Cet effet de rupture, comme un mouvement avorté, ne contamine pas seulement l’écriture : c’est là toute l’instabilité du roman. C’est une coupe trop pleine que nous propose Bouysse, et ses personnages, entassés les uns contre les autres, ne peuvent s’ancrer dans l’intrigue. Très vite, ils perdent toute consistance, toute volonté, et donc toute pertinence. À la place d’une caractérisation profonde, ce sont des caricatures, des coquilles vides stéréotypées qui se succèdent page après page. Les personnages féminins représentent peut-être la pire offense. D’un côté, la figure de Martha, mère-épouse castratrice qui ne jure que par une religion dont elle invente les préceptes au fur et à mesure que la morale au sein de son foyer s’effrite. De l’autre, Mabel, la fille « à la beauté sauvage », définie uniquement par son physique, et la façon dont elle s’en sert. Portée par sa sexualité et son besoin irrépressible de manipuler les hommes, Mabel n’existe pas hors de sa chair. Même son lien sacré avec ses frères se retrouve souillé d’inceste. Bouysse tend à vouloir écrire des personnages féminins forts, affranchis des mœurs de leur temps, mais, dans le cas de Buveurs de vent, la sexualité exaltée absorbe toute trace d’émancipation et de caractérisation, et le propos, qui aurait pu être fort et actuel, se meut en une caricature risible.

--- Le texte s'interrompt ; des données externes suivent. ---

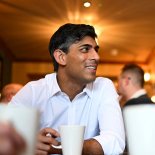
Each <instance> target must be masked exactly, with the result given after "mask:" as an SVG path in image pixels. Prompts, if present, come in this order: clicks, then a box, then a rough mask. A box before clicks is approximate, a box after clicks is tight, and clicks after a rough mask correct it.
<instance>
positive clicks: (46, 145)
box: [36, 128, 62, 155]
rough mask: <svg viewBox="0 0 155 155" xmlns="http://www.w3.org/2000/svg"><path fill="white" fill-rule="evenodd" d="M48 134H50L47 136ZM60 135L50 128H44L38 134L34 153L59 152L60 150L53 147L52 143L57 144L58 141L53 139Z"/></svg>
mask: <svg viewBox="0 0 155 155" xmlns="http://www.w3.org/2000/svg"><path fill="white" fill-rule="evenodd" d="M49 135H50V136H49ZM57 137H60V135H59V133H58V132H57V131H56V130H54V129H51V128H44V129H42V130H41V131H40V132H39V134H38V142H37V148H36V155H48V154H50V153H51V154H56V153H57V154H61V153H62V151H61V150H59V149H55V148H53V147H52V145H56V146H57V145H59V144H60V143H59V142H58V141H57V140H56V139H55V138H57Z"/></svg>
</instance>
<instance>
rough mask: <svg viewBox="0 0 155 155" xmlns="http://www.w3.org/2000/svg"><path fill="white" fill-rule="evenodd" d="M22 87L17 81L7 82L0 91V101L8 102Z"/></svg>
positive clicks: (6, 102) (0, 102)
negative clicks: (15, 82) (0, 91)
mask: <svg viewBox="0 0 155 155" xmlns="http://www.w3.org/2000/svg"><path fill="white" fill-rule="evenodd" d="M22 87H23V85H22V84H19V83H9V84H7V85H5V86H4V87H3V88H2V91H1V96H0V103H3V104H8V103H9V102H10V101H11V99H12V97H13V96H14V95H16V93H17V92H18V91H19V90H20V89H21V88H22Z"/></svg>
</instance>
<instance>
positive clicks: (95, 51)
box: [91, 49, 100, 61]
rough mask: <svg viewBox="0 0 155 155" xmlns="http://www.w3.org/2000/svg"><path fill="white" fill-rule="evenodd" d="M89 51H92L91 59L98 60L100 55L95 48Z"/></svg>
mask: <svg viewBox="0 0 155 155" xmlns="http://www.w3.org/2000/svg"><path fill="white" fill-rule="evenodd" d="M91 53H92V55H91V57H92V59H94V60H97V61H99V60H100V56H99V54H98V52H97V51H96V50H95V49H93V50H92V52H91Z"/></svg>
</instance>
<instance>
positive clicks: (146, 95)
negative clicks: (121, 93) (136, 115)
mask: <svg viewBox="0 0 155 155" xmlns="http://www.w3.org/2000/svg"><path fill="white" fill-rule="evenodd" d="M145 103H153V102H152V101H151V99H150V97H149V96H148V95H147V94H144V95H141V96H139V97H137V98H133V99H130V100H128V101H127V102H126V103H125V106H128V105H137V104H145Z"/></svg>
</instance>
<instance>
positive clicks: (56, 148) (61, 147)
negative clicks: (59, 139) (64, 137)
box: [46, 133, 62, 149]
mask: <svg viewBox="0 0 155 155" xmlns="http://www.w3.org/2000/svg"><path fill="white" fill-rule="evenodd" d="M46 136H47V137H51V134H50V133H47V134H46ZM51 146H52V147H53V148H55V149H62V145H58V146H56V145H53V144H52V145H51Z"/></svg>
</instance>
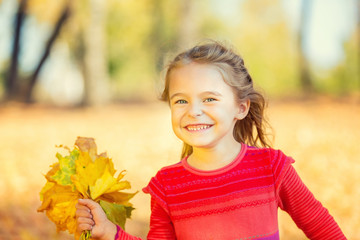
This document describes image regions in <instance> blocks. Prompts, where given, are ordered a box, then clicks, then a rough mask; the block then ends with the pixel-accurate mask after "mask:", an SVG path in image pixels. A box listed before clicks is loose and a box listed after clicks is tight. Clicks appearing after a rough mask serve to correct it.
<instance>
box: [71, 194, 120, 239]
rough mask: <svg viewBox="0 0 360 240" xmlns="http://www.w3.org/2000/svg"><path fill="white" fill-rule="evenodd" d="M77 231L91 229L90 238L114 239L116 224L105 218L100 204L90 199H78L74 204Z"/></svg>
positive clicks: (115, 231)
mask: <svg viewBox="0 0 360 240" xmlns="http://www.w3.org/2000/svg"><path fill="white" fill-rule="evenodd" d="M76 222H77V231H78V232H79V233H80V234H81V232H82V231H85V230H91V238H94V239H99V240H100V239H101V240H114V238H115V235H116V226H115V224H113V223H112V222H111V221H110V220H108V219H107V217H106V215H105V213H104V211H103V210H102V208H101V206H100V205H99V204H98V203H96V202H94V201H92V200H90V199H79V201H78V203H77V204H76Z"/></svg>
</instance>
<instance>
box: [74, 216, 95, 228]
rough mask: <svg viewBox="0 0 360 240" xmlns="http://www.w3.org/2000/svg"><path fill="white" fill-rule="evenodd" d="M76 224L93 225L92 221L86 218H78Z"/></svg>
mask: <svg viewBox="0 0 360 240" xmlns="http://www.w3.org/2000/svg"><path fill="white" fill-rule="evenodd" d="M77 222H78V225H81V224H88V225H91V226H94V225H95V222H94V220H92V219H91V218H86V217H79V218H78V219H77Z"/></svg>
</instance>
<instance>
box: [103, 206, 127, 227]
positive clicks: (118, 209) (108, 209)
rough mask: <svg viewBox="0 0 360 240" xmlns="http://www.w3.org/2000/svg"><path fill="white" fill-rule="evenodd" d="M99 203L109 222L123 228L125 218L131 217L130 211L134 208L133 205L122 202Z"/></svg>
mask: <svg viewBox="0 0 360 240" xmlns="http://www.w3.org/2000/svg"><path fill="white" fill-rule="evenodd" d="M99 204H100V206H101V207H102V209H103V210H104V212H105V214H106V216H107V218H108V219H109V220H110V221H111V222H113V223H114V224H116V225H119V226H120V227H121V228H122V229H125V222H126V218H130V217H131V212H132V211H133V210H134V208H133V207H131V206H125V205H122V204H111V203H109V202H106V201H100V202H99Z"/></svg>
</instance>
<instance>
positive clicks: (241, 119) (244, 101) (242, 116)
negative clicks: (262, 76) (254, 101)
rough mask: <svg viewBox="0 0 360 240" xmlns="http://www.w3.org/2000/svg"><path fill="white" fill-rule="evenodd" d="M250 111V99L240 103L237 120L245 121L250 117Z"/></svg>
mask: <svg viewBox="0 0 360 240" xmlns="http://www.w3.org/2000/svg"><path fill="white" fill-rule="evenodd" d="M249 109H250V99H247V100H244V101H242V102H240V103H239V112H238V113H237V115H236V119H238V120H242V119H244V118H245V117H246V116H247V115H248V113H249Z"/></svg>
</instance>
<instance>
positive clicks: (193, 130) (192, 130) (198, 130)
mask: <svg viewBox="0 0 360 240" xmlns="http://www.w3.org/2000/svg"><path fill="white" fill-rule="evenodd" d="M209 127H210V126H209V125H202V126H197V127H188V129H189V130H190V131H200V130H203V129H207V128H209Z"/></svg>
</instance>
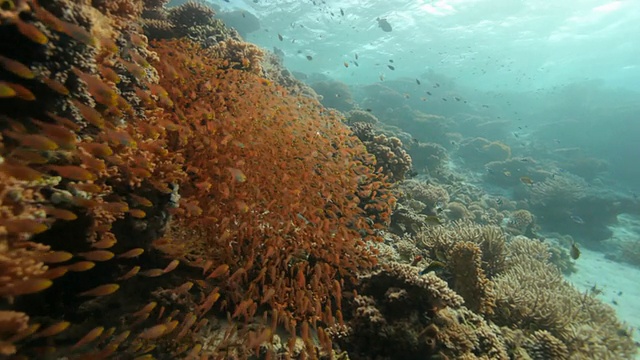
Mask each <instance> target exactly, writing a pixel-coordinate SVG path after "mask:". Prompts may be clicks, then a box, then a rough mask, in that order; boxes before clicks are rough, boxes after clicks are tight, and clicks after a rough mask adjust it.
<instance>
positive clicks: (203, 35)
mask: <svg viewBox="0 0 640 360" xmlns="http://www.w3.org/2000/svg"><path fill="white" fill-rule="evenodd" d="M149 2H153V1H149ZM149 5H151V4H149ZM214 14H215V11H214V10H213V9H212V8H211V7H209V6H208V5H206V4H205V3H201V2H196V1H187V2H186V3H184V4H181V5H180V6H176V7H171V8H169V9H164V8H162V7H159V6H155V7H150V8H147V9H146V11H145V12H144V13H143V14H142V17H143V25H144V29H145V34H146V35H147V36H148V37H149V38H150V39H173V38H182V37H188V38H190V39H192V40H194V41H197V42H198V43H200V45H202V46H204V47H209V46H213V45H216V44H217V43H218V42H220V41H223V40H228V39H236V40H239V39H240V36H239V35H238V33H237V32H236V31H235V30H233V29H229V28H227V27H226V26H225V25H224V23H223V22H222V21H221V20H220V19H216V18H214V17H213V15H214Z"/></svg>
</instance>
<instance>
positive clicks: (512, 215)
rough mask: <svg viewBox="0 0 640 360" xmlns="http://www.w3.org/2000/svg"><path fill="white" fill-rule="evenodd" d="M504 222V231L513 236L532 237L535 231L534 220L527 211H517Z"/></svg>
mask: <svg viewBox="0 0 640 360" xmlns="http://www.w3.org/2000/svg"><path fill="white" fill-rule="evenodd" d="M505 220H506V224H504V225H505V228H506V231H508V232H509V233H511V234H513V235H526V236H529V237H533V235H534V231H535V230H536V226H535V218H534V217H533V214H532V213H531V212H530V211H529V210H524V209H519V210H516V211H514V212H512V213H511V214H509V217H508V218H507V219H505Z"/></svg>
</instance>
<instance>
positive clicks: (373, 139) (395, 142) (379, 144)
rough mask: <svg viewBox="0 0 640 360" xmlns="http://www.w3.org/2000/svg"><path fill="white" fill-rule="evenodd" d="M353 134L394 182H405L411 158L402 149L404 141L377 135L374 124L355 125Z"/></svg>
mask: <svg viewBox="0 0 640 360" xmlns="http://www.w3.org/2000/svg"><path fill="white" fill-rule="evenodd" d="M351 129H352V130H353V133H354V134H355V135H356V136H357V137H358V138H359V139H360V140H361V141H362V142H363V143H364V145H365V146H366V147H367V151H368V152H369V153H371V154H373V155H374V156H375V157H376V164H377V166H379V167H381V168H382V173H383V174H385V175H386V176H388V177H389V179H390V180H391V181H393V182H397V181H400V180H403V179H404V177H405V174H406V173H407V172H409V170H411V156H409V154H407V152H406V151H405V150H404V149H403V148H402V141H400V139H398V138H396V137H387V136H386V135H384V134H376V132H375V131H374V129H373V126H372V124H368V123H362V122H360V123H355V124H354V125H353V126H351Z"/></svg>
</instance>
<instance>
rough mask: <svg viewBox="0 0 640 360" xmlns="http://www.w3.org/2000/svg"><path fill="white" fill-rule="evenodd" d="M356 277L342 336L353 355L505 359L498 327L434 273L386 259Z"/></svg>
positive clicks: (402, 358)
mask: <svg viewBox="0 0 640 360" xmlns="http://www.w3.org/2000/svg"><path fill="white" fill-rule="evenodd" d="M361 281H362V291H361V293H360V294H359V295H357V296H356V298H355V299H354V304H353V310H352V316H353V318H352V319H351V320H350V321H349V322H348V324H349V326H350V327H351V331H350V332H349V336H348V337H347V338H345V339H343V341H344V346H346V348H347V349H348V350H349V354H350V355H351V356H352V357H355V358H361V359H374V358H375V359H395V358H402V359H424V358H425V357H429V356H434V357H435V356H441V357H445V356H446V357H451V358H456V359H463V358H464V359H508V356H507V354H506V350H505V346H504V344H503V342H502V340H501V338H500V332H499V330H498V329H497V328H496V327H495V326H492V325H489V324H487V322H486V321H484V319H482V317H480V316H478V315H476V314H474V313H473V312H471V311H469V310H468V309H466V308H464V307H462V306H461V302H462V299H461V298H460V297H459V296H458V295H456V294H455V293H454V292H453V291H452V290H450V289H449V288H448V287H447V285H446V283H445V282H444V281H442V280H440V279H439V278H438V277H437V276H435V274H433V273H430V274H426V275H422V276H420V275H418V272H417V270H415V268H412V267H410V266H408V265H400V264H397V263H390V264H388V268H387V269H386V270H379V271H376V272H374V273H372V274H370V275H366V276H363V277H362V279H361ZM349 340H350V341H349Z"/></svg>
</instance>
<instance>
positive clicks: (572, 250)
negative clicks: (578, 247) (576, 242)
mask: <svg viewBox="0 0 640 360" xmlns="http://www.w3.org/2000/svg"><path fill="white" fill-rule="evenodd" d="M569 254H570V255H571V258H572V259H573V260H577V259H578V258H579V257H580V249H579V248H578V245H576V243H575V242H573V243H572V244H571V250H569Z"/></svg>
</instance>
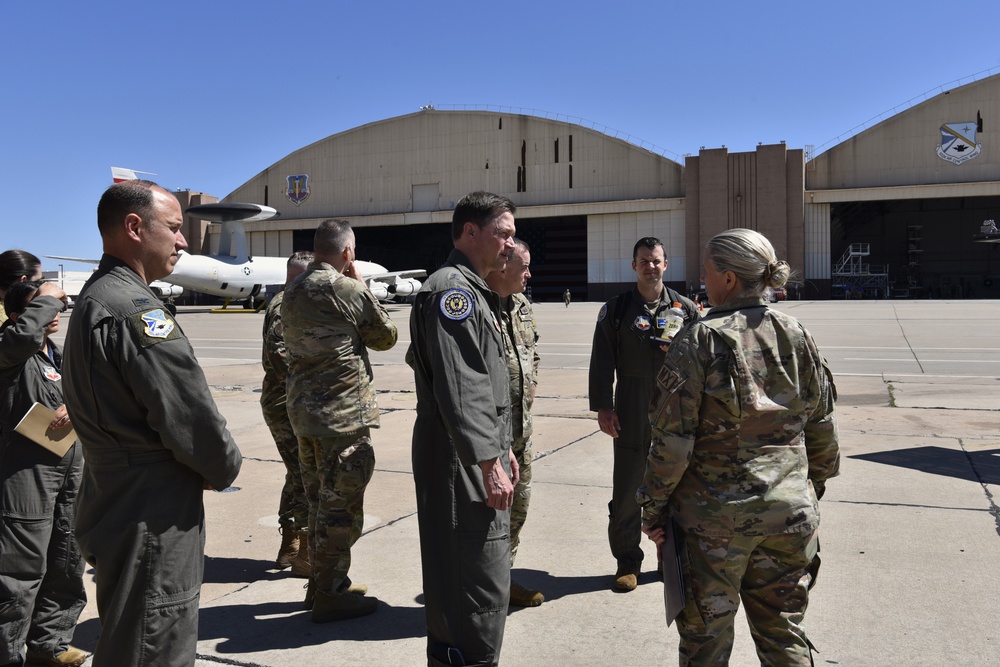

L’autre figure intrigante promise par le roman était celle de Joyce. Présenté au début comme cette ombre insaisissable, il semble impossible de le dissocier de l’araignée sur sa toile. Créer cette menace fantasmagorique qui entrave les habitants sans jamais les toucher directement était une idée efficace pour parler du monde contemporain, où les plus grandes forces, les plus grandes menaces sont ou bien immatérielles, ou bien issues de la furie des éléments. Néanmoins, une centaine de pages plus tard, Bouysse offre à Joyce un corps, une famille, un passé lourd de traumatismes, et donc une voie vers une forme de rédemption. Il devient comme les autres, un homme incarnant la violence, le contrôle, le machisme ; un vilain immémorable.

L’incohérence serait alors le plus gros défaut du roman. Les prises de décisions quant aux personnages et à l’intrigue ne sont jamais définitives. C’est le cas pour Joyce, c’est aussi le cas pour les meurtres qui viennent ponctuer le récit. L’impact de ces crimes est à peine visible, presque nul. En parallèle, la lumière que tant de journalistes ont admirée peut être trouvée dans la capacité de Bouysse d’insuffler de l’espoir là où le sort des Hommes semble scellé. On pourrait saluer une fin optimiste parce qu’elle aurait surpris et renversé totalement les codes du roman noir. Mais, une fois encore, Bouysse renonce à aboutir ce qu’il a entrepris et, dans une sorte de Deus Ex Machina à la fois impromptu et sinistre, noie son roman et achève d’éteindre la lumière.

Le nouveau Franck Bouysse est un poème dont les vers ont été brassés par des vents contraires. Cette impression d’inachevé que laissent les personnages et leurs actions s’explique peut-être par le choix de l’écrivain de se « laisser porter » par la narration, sans jamais s’imposer. Au contraire d’un résultat onirique ou philosophique, les contradictions, stéréotypes et intentions manquées ont malheureusement fait basculer le roman du côté de la parodie, où le vent mord le plus fort.